在get_video_features函数中,直接调用的get_image_features函数:
def get_video_features(
self, pixel_values_videos: torch.FloatTensor, video_grid_thw: Optional[torch.LongTensor] = None
):
# Same implementation as for images
return self.get_image_features(pixel_values_videos, video_grid_thw)
def get_image_features(self, pixel_values: torch.FloatTensor, image_grid_thw: Optional[torch.LongTensor] = None):
pixel_values = pixel_values.type(self.visual.dtype)
image_embeds, deepstack_image_embeds = self.visual(pixel_values, grid_thw=image_grid_thw)
split_sizes = (image_grid_thw.prod(-1) // self.visual.spatial_merge_size**2).tolist()
image_embeds = torch.split(image_embeds, split_sizes)
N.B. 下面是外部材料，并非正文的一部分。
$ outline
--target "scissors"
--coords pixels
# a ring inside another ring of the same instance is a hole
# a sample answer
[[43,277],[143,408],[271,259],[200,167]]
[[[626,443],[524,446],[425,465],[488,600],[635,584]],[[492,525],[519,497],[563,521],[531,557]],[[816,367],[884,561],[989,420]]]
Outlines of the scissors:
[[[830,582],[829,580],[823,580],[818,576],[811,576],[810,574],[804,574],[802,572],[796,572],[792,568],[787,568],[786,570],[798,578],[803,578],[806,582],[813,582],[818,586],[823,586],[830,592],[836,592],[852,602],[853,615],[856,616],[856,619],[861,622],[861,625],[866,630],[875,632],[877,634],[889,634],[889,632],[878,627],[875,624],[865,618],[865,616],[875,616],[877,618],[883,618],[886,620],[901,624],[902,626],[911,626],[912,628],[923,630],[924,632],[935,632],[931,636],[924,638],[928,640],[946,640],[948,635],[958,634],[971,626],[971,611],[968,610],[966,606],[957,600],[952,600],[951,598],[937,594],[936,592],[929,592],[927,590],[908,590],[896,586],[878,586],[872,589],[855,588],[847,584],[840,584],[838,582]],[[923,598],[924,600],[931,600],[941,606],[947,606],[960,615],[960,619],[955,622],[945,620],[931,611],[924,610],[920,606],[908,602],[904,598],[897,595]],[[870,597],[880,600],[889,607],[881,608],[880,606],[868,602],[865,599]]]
return image_embeds, deepstack_image_embeds
其中self.visual是Qwen3VLVisionModel。可以发现模型使用了deepstack技术,参考论文DeepStack,将视觉模型中某些层(取决于配置参数)的隐藏层取出,传入LLM。
Qwen3VLVisionModel
Qwen3VLVisionModel
hidden_states = self.patch_embed(hidden_states)->Qwen3VLVisionPatchEmbed
pos_embeds = self.fast_pos_embed_interpolate(grid_thw)->函数
rotary_pos_emb = self.rot_pos_emb(grid_thw)->函数
for layer_num, blk in enumerate(self.blocks):->循环block
hidden_states = blk(hidden_states)->Qwen3VLVisionBlock
if layer_num in self.deepstack_visual_indexes:->如果当前层需要收集deepstack_feature
deepstack_feature = self.deepstack_merger_list[self.deepstack_visual_indexes.index(layer_num)](hidden_states)->Qwen3VLVisionPatchMerger
hidden_states = self.merger(hidden_states)->Qwen3VLVisionPatchMerger
fast_pos_embed_interpolate:为了训练不同规格大小的图像,对图像进行差值,让图像适应训练网络固定的分辨率。
rot_pos_emb:旋转位置编码。
deepstack_merger_list和merger的区别是Qwen3VLVisionPatchMerger中的use_postshuffle_norm是否为True,deepstack_merger_list为True,merger为False。
Qwen3VLVisionPatchEmbed
通过nn.Conv3d处理图片后直接将图片reshape成一个向量,这个向量就是该图片或者视频的tokens。
Qwen3VLVisionPatchMerger
通过use_postshuffle_norm控制输出大小。
class Qwen3VLVisionPatchMerger(nn.Module):
def __init__(self, config: Qwen3VLVisionConfig, use_postshuffle_norm=False) -> None:
super().__init__()
self.hidden_size = config.hidden_size * (config.spatial_merge_size**2)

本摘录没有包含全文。